Figure 2.  Small reflection coefficients between major interfaces.

Next suppose that all the reflection coefficients between major interfaces are random and white and lie in the range of -0.20 to +0.20. These are major reflection coefficients. The interface wavelets for this case are shown in Figure 3.

Figure 3.  Large reflection coefficients between major interfaces.

These three figures demonstrate the fact that between major reflectors, the interface wavelets are approximately constant. Thus, between major reflectors, the time-varying convolutional model reduces to the time-invariant convolutional model within each window, as defined by the major interfaces. The message is that deconvolution-design windows should be chosen between major reflectors, so the time-invariant model approximately holds within each window.

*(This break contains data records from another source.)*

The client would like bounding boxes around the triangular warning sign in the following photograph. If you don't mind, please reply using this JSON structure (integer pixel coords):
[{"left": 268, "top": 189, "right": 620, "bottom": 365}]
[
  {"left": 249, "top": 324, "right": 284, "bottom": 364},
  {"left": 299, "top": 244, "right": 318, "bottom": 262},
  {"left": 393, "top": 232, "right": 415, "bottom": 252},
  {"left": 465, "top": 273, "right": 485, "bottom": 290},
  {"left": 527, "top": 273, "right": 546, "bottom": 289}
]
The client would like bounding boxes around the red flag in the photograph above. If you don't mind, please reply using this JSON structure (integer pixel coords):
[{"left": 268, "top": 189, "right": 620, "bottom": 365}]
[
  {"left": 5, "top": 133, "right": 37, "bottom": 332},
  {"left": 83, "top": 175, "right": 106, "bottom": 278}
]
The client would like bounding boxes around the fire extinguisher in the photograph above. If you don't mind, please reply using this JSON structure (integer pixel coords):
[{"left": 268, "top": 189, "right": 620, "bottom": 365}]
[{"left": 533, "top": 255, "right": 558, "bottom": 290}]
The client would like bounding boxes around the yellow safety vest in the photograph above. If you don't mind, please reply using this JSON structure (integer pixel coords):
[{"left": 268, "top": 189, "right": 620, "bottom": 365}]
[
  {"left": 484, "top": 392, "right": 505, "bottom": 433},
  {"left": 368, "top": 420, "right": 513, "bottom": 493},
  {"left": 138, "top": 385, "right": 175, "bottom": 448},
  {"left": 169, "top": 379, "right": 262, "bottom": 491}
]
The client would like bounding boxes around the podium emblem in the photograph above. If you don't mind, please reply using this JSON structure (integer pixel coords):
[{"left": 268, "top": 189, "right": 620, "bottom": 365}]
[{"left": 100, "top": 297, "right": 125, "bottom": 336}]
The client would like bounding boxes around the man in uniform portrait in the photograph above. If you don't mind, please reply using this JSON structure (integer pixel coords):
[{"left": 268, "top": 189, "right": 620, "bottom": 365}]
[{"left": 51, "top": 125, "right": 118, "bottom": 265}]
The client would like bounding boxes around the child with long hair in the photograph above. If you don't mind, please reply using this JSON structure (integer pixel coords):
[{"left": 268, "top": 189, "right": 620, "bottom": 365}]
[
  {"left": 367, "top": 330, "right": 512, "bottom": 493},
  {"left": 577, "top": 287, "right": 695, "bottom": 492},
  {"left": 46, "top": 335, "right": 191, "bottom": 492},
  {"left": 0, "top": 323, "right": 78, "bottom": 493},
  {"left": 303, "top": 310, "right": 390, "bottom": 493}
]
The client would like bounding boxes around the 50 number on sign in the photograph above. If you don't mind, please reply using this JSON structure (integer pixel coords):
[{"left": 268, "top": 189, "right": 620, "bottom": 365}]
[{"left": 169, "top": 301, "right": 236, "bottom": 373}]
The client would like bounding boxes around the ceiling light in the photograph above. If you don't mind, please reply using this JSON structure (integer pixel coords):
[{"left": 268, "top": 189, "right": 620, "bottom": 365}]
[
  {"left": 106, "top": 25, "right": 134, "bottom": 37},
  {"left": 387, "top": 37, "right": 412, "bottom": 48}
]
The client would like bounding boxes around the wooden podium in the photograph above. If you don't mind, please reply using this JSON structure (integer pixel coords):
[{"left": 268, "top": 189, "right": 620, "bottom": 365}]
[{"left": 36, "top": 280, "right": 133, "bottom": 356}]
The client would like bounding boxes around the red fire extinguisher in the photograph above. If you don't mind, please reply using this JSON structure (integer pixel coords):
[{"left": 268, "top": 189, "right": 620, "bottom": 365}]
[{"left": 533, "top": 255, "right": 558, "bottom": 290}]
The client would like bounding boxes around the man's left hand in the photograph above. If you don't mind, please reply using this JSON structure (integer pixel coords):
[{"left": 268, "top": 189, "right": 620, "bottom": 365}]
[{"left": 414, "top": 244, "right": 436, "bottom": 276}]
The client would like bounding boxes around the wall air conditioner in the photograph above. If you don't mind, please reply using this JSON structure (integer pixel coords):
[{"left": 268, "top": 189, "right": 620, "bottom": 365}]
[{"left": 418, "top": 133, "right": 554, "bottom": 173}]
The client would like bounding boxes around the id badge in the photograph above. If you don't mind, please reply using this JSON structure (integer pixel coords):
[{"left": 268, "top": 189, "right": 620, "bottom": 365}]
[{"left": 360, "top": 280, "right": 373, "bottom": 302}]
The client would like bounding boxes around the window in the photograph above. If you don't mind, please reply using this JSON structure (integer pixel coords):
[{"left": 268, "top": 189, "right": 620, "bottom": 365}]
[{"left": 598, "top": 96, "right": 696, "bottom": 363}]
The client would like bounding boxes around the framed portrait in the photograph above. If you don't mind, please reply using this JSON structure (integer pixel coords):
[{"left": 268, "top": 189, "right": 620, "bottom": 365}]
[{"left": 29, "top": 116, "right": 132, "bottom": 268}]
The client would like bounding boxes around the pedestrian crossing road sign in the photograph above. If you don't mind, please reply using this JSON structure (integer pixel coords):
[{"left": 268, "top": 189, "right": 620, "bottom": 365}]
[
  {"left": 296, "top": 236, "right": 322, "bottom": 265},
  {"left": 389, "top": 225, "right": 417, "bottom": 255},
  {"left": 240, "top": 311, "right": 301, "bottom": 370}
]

The net result is that each of the wavelets is a minimum-delay wavelet. The problem of deconvolution in seismic data processing can be stated simply as follows: Given the reflection seismogram (which is observed at the surface of the earth), we must find the reflectivity function (which provides stratigraphic information as a function of depth). To find a solution to this problem, we use the signature-free convolutional model , discussed above, which we assume holds within in each given window of the seismogram. The multiple wavelet m is minimum delay.

Despite the presence of strongly reflecting interfaces interspersed in the geologic column, significant sections remain whose interfaces are characterized by small and random reflection coefficients. Thus, on corresponding sections of the reflection seismogram, the reflectivity function can be assumed to be white. In our careful selection of the time windows on a reflection seismogram, we could pick out sections for which we could assume that the reflectivity function is a white-noise sample. Let us recall that our convolutional model of the reflection seismogram states that the seismogram is the convolution of the reflectivity with a minimum-delay wavelet. This wavelet is the appropriate interface wavelet, which (approximately) holds for all interfaces within the window. With proper choices of the time windows, the input can be viewed as a white-noise series.


References

  1. Hubral, P., S. Treitel, and P. R. Gutowski, 1980, A sum autoregressive formula for the reflection response: Geophysics, 45, 1697-1705.
  2. Robinson, E. A., 1999, Seismic inversion and deconvolution, dual sensor technology: Elsevier.